Similarity search based on kNN search of Delicious tags.

photon_off · on Dec 17, 2010

I posted this when I first launched at the end of July; and I figured it's relevant to share it again to show just how useful Delicious data is. Moreofit.com has an index of about 250,000 websites and their tag weights, courtesy of Delicious.com. They're normalized and stored in a manner that allows for a somewhat efficient kNN search to be applied for a given set of tags. The results: For a given URL, you can see the "closest" URLs in 50,000+ dimensional tag space. If you go into "custom tag search" you can very the weights of the tags and explore the tag space that way, also.

More precisely: each website has a vector of approximately 50,000 dimensions, 49,990 of which are 0, but 10 of which have a value. The "closest" URLs in this space are those which have the smallest distance from the searched URL. I've thought of doing singular value decomposition, but frankly never got around to it, because the results are really quite good.
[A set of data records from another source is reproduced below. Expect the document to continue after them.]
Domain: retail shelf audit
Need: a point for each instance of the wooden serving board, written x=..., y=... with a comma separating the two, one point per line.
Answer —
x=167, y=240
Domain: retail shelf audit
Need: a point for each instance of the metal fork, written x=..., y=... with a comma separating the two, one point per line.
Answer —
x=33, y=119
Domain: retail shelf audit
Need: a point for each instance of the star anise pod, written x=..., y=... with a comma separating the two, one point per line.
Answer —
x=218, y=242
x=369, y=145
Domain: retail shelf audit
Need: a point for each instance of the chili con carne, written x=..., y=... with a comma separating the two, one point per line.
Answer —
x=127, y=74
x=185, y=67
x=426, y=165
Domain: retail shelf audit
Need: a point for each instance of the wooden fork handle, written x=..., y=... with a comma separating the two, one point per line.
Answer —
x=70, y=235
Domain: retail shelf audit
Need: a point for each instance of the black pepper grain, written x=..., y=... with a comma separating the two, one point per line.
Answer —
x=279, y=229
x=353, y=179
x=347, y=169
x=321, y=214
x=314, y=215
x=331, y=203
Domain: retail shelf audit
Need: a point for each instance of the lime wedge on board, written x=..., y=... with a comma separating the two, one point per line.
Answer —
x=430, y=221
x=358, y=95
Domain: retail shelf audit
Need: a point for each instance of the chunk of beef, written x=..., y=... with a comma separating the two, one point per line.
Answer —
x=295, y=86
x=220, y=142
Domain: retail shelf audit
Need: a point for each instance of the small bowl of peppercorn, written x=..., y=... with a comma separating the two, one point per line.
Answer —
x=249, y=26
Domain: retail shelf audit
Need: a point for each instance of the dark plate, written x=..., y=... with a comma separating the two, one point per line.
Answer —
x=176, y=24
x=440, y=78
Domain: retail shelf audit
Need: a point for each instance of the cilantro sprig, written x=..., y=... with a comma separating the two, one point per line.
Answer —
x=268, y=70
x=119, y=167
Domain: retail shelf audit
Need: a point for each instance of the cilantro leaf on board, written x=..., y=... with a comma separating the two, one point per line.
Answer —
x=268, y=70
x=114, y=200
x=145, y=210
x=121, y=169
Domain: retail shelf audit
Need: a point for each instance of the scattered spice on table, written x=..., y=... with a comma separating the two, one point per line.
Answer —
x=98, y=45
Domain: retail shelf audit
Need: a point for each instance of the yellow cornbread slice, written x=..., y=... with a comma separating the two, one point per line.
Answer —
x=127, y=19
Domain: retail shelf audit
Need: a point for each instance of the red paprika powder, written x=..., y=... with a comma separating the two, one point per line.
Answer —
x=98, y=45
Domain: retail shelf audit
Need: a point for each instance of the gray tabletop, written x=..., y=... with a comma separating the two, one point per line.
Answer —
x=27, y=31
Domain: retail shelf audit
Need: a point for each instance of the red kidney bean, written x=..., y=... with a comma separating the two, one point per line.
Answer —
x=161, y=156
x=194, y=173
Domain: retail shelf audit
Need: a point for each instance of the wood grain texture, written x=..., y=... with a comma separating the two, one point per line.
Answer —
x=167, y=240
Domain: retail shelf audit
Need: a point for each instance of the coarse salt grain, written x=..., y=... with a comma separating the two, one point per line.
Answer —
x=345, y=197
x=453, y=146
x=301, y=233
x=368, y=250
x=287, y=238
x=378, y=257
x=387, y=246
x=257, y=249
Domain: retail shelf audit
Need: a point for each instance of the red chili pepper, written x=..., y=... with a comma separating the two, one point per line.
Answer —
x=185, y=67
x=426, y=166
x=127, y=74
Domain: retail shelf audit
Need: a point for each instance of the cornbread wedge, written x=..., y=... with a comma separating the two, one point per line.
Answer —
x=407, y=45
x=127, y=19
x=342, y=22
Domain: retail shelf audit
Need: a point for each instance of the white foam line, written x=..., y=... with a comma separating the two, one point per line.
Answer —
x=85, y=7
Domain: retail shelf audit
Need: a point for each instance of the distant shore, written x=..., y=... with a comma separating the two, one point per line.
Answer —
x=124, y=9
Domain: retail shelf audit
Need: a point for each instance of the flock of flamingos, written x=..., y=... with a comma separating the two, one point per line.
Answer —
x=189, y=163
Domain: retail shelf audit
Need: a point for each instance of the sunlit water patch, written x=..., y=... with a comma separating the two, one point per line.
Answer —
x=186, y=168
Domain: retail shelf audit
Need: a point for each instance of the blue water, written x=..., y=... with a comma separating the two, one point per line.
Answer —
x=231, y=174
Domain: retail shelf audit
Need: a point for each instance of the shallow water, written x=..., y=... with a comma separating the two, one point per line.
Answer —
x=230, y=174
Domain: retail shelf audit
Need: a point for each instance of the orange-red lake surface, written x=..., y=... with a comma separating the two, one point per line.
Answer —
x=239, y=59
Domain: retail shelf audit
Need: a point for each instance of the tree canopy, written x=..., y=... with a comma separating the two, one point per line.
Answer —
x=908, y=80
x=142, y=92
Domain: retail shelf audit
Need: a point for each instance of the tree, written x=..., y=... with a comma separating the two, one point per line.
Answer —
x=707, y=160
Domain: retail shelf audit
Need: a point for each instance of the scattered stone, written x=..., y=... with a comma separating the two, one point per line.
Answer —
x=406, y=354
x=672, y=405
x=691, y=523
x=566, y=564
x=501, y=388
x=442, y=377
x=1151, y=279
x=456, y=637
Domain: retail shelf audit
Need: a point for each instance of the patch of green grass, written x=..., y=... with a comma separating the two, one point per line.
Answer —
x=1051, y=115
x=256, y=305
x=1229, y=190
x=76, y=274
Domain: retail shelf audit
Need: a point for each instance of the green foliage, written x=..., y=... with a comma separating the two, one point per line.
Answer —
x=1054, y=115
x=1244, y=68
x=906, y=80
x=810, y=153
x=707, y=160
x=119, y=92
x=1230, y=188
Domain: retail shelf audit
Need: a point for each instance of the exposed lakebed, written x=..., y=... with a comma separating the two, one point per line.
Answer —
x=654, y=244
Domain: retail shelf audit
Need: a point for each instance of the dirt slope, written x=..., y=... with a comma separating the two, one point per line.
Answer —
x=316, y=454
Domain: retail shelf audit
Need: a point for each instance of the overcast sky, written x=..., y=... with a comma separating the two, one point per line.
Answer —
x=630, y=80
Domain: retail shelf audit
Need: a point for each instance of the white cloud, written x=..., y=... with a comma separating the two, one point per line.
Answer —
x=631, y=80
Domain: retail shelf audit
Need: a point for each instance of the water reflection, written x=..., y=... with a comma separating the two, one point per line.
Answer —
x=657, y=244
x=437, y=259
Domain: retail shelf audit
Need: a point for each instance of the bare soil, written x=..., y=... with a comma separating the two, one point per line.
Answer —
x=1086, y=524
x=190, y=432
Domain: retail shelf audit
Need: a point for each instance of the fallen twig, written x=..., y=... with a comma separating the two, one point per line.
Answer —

This is just the tip of the iceburg -- I'm sure delicious has well over 10,000,000 URLs.

Delicious.com has an extremely rich set of data: A very large, and arguably the most relevant, portion of the web has been described by hand#, by real people, with no incentive to cheat or skew the results. The amount of man-hours spent tagging and organizing the web is really astounding, and I'm glad I managed to make something useful out of it.

I really hope Yahoo comes to their senses and realizes how valuable this data is. Just combining URL (or domain) popularity into search results offers so much more value. One could create a killer search engine with this data.

#: A lot of the end results of tag weights has to do with how the URL was initially tagged, as a lot of people opt to use "auto-tagging" which just copies the most popular tags. Not only are the end results of tagging quite interesting, but I suspect researching how a URLs popularity and description has ebbed and flowed over time would be awesome.